The Missing Link: Archaeological Forgery and Fictions of the First Human
“There were no archeological fakes in the eighteenth century because the discipline had not become a central cultural activity.”[p.91]
Were there really no archeological fakes produced in the C18th? I find that hard to believe. Even though the discipline had not been firmly established yet, there was still fakery of virtually every kind taking place. How here are we to define archeological fake? The opening sentence for this chapter says, “Archeology is the study of remnants and artefacts of the past”.[p.91] I’m not as familiar with 18th century forgery as I am with medieval and early modern, but I’d imagine there were some fakes being produced, even though I don’t have an example off the top of my head. Maybe I’ll loop back to these notes to include an example if I find one, or someone can comment here if they know of any.
His first example of C19th forgery was Heinrich Schliemann’s “Troy”.
Three main fakes were discussed. The Moulin-Quignon fake, George Hull’s giant man, and the Piltdown Man.
Edward ‘Flint Jack’ Simpson was forging in the 19th century and was only caught because he confessed unprompted and demonstrated his forgery.
While reading through the story of Dawson faking Piltdown Man I couldn’t help but think about the types of forgeries, in this case extraordinary and mundane.
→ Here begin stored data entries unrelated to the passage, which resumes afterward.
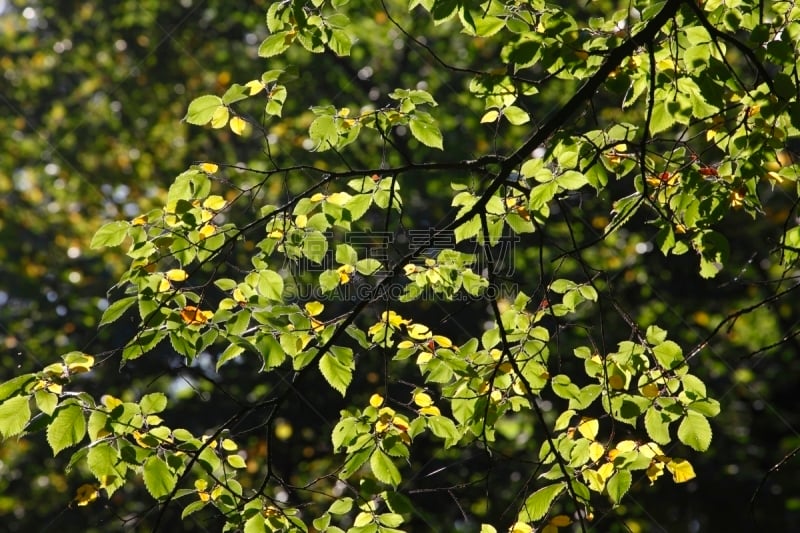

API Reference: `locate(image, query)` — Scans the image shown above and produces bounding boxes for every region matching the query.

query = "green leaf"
[328,497,353,514]
[303,231,329,264]
[87,442,126,490]
[143,455,176,499]
[335,244,358,265]
[99,296,137,326]
[653,340,683,371]
[427,415,459,448]
[551,374,581,401]
[370,449,401,487]
[227,454,247,469]
[529,180,558,210]
[557,170,588,190]
[649,100,678,135]
[140,393,167,415]
[644,406,671,445]
[607,470,632,504]
[328,28,352,56]
[244,514,267,533]
[185,95,223,125]
[519,482,566,522]
[0,375,36,402]
[0,395,31,439]
[340,445,372,479]
[217,343,245,371]
[122,328,167,362]
[34,390,58,416]
[502,105,530,125]
[258,31,292,58]
[319,352,353,396]
[677,411,712,452]
[409,112,443,149]
[309,114,338,151]
[90,221,130,249]
[256,270,284,301]
[356,258,382,275]
[182,500,208,520]
[47,404,86,455]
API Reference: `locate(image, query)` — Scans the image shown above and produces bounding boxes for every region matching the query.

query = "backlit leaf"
[0,395,31,439]
[518,482,566,522]
[678,411,712,452]
[185,95,223,125]
[47,404,86,455]
[143,455,176,499]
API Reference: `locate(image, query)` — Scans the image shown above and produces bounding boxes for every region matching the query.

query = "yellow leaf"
[666,458,696,483]
[200,162,219,173]
[165,269,188,282]
[354,512,373,528]
[549,514,572,527]
[407,323,431,340]
[397,340,415,349]
[480,109,500,123]
[194,479,208,491]
[245,80,264,95]
[589,441,605,462]
[180,306,213,326]
[230,115,246,135]
[403,263,417,276]
[608,374,625,390]
[512,379,528,395]
[310,192,326,202]
[384,311,409,328]
[132,214,148,226]
[577,417,599,440]
[210,105,229,128]
[416,352,433,365]
[202,195,227,211]
[295,213,308,228]
[268,229,284,239]
[392,415,410,431]
[304,301,324,316]
[210,485,223,500]
[233,287,246,303]
[598,462,615,481]
[646,461,665,484]
[378,407,396,419]
[432,335,452,347]
[616,440,637,453]
[583,468,605,492]
[419,405,441,416]
[327,192,353,206]
[74,484,99,506]
[641,383,659,398]
[639,442,664,458]
[198,224,216,240]
[413,391,433,407]
[221,438,237,451]
[369,394,384,408]
[102,395,122,410]
[510,522,533,533]
[337,264,353,284]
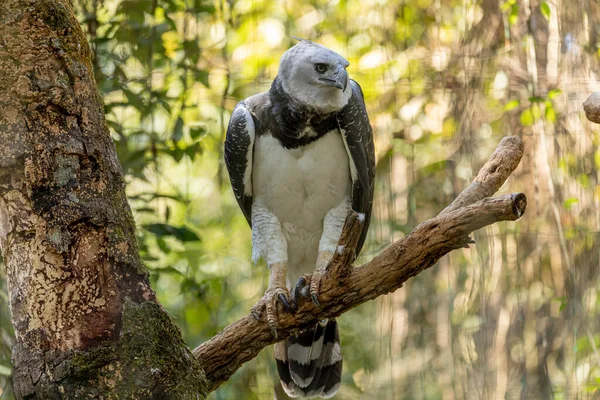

Yes, the oldest human remains ever found is sensational but mundane forgeries exist as well, such as some of the Shakespeare forgeries discussed earlier in the book. I think it’d make an interesting poll to see if people think extraordinary discoveries are more likely to draw skepticism than mundane ones.
Another thing stuck out to me, this time from the end of the chapter. That is the advocate for scientific testing who was apparently long ignored. How many items out there are on display in museums that are fakes, and all it would take to expose them is a scientific test or two?
Crusaders against the Art Market: Hans van Meegeren and Tom Keating
These two forgers are incredibly popular among authors of books on forgery. I’ve read about them from a handful of different sources. Regardless, I like Haywood’s writing style and still enjoyed the refresher on what the two of them did.
The case of Giovani Bastianini was briefly covered, a man who had to prove his works were his because other appropriated them for nefarious uses.
Israel Rouchomowsky’s Tiara of Saitaphernes and Alceo Dossena’s pseudo-Renaissance sculptures were discussed.
Literary Forgery in the Modern Age
Chapter 6 focused on false autobiographies, plagiarism, and copying.
“Plagiarism is the unacknowledged and therefore dishonest borrowing from another text which has copyright protection.”[p.135]
Can non-copyrighted texts be plagiarized? I think so. I don’t agree with the above quote.